Configure the PPTPD server with:
sudo nano /etc/pptpd.conf
Uncomment and change the following lines to
localip 10.0.0.1 remoteip 10.0.0.234-238,10.0.0.245
Disable the logwtmp option by adding a # before it. The issue appears to have been logged as a bug here:
https://bugs.launchpad.net/ubuntu/+source/pptpd/+bug/1451419
Then have a look through:
sudo nano /etc/ppp/pptpd-options
This configuration should not need editing but it is interesting to look at as it describes the authentication and encryption parameters of your VPN
Edit the chap secrets:
sudo nano /etc/ppp/chap-secrets
This file follows the following format
<username> <IP> <users-password> <IP>
Edit it to look like:
# Secrets for authentication using CHAP # client server secret IP addresses student * student *
The asterisk characters mean any
As with all linux servers, once the configuration has changed, you must restart the service using:
sudo /etc/init.d/pptpd restart
Finally, any linux server/router that will be moving packets over different subnets needs IP forwarding enabled. You must edit the following file and replace the 0 with a 1.
sudo nano /proc/sys/net/ipv4/ip_forward
Connect your remote devices to the AP and ensure that they can ping the Linux PPTP server at 192.168.1.150. This wireless network really represents the Internet or any network that is insecure. Try to work out to VPN to 192.168.1.1. Remember that it it a PPTP VPN. Have a play with different PCs (unix and Win), ipads/iphones, droid phones/tabs.
Before connecting to a device, monitor the logs on the server with:
tail -f /var/log/syslog
The output may help you to debug any problems.
Connnecting the Client
Try connecting your phone and your regular laptop. When you connect successfully you should see the following output.

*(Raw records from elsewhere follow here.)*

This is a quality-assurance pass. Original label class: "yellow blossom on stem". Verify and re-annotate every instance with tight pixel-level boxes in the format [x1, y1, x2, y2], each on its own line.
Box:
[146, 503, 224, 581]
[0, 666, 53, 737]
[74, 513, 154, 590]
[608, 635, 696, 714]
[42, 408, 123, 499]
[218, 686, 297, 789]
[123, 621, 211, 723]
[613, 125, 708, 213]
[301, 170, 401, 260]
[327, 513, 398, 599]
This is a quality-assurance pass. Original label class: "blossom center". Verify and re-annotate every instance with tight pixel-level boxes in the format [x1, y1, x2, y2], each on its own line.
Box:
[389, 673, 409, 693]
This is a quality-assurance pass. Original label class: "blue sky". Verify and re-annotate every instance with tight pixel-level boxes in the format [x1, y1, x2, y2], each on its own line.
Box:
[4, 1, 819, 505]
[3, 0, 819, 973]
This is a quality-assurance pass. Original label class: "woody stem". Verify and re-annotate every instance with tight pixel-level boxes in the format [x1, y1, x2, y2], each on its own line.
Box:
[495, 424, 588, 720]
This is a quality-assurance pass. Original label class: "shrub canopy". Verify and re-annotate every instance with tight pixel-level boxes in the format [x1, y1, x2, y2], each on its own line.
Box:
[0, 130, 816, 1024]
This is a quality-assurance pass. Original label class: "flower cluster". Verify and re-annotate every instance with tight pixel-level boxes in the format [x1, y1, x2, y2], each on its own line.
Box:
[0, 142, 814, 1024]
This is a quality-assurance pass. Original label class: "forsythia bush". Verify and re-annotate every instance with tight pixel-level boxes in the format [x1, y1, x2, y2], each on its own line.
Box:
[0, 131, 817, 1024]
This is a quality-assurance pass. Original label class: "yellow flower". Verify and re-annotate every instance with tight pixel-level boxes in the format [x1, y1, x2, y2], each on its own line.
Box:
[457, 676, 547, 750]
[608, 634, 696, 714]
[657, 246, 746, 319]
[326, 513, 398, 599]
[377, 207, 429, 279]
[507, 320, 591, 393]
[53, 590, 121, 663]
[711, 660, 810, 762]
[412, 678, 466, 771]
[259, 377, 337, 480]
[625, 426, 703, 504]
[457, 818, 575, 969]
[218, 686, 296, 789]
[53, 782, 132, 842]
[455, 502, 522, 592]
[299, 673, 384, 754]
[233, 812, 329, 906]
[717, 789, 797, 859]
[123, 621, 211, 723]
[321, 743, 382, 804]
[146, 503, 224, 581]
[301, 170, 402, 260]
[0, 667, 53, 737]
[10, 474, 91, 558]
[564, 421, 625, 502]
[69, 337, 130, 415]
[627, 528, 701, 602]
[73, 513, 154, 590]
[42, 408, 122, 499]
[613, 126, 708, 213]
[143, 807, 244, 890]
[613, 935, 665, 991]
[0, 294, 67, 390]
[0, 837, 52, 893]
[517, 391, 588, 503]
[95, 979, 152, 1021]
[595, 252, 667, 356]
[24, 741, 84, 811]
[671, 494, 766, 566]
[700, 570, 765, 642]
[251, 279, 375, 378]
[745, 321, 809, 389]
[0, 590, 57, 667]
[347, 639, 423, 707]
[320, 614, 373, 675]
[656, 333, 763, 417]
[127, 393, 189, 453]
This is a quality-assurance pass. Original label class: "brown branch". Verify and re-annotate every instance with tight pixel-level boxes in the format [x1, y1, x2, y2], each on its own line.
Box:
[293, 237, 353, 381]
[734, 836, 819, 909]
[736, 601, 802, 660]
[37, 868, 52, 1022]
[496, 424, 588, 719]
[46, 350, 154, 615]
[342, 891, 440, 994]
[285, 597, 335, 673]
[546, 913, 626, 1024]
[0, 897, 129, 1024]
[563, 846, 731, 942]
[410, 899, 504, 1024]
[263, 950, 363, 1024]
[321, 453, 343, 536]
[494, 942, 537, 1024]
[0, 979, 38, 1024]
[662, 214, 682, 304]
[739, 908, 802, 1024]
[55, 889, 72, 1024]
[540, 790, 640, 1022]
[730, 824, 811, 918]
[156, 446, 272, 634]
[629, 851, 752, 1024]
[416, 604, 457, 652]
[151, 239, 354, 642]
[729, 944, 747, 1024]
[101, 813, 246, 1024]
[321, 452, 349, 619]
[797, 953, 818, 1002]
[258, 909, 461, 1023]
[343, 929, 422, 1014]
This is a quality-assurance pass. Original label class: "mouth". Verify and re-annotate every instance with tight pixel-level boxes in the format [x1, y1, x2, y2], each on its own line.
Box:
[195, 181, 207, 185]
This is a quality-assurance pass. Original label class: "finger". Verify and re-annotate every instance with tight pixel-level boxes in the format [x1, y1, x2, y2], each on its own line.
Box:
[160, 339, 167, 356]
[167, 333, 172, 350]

May 3 14:20:13 ciscolabLI pppd[5139]: local IP address 10.0.0.150 May 3 14:20:13 ciscolabLI pppd[5139]: remote IP address 10.0.0.234
The remote IP address of 10.0.0.234 indicates the IP of your VPN device.
If you connect from a Windows or linux PC you should try pinging 10.0.0.1 and 10.0.0.150 from your 'remote' device
If you are connecting from a phone or a tablet, you may need to ping or nmap the device from your ubuntu server as some of these devices lack network troubleshooting tools. As you connect more devices add more usernames. Add more to the CHAP file:
sudo nano /etc/ppp/chap-secrets
Remember to restart the service
sudo /etc/init.d/pptpd restart
When you have multiple devices configured, you should be able to ping between them all, get the addresses from an ifconfig/ipconfig or from the output show in a
tail -f /var/log/syslog
Ensure that you are only connecting users with MSCHAP and MPPE 128-bit stateless compression. If your mobile device has gone to sleep it will not respond to pings.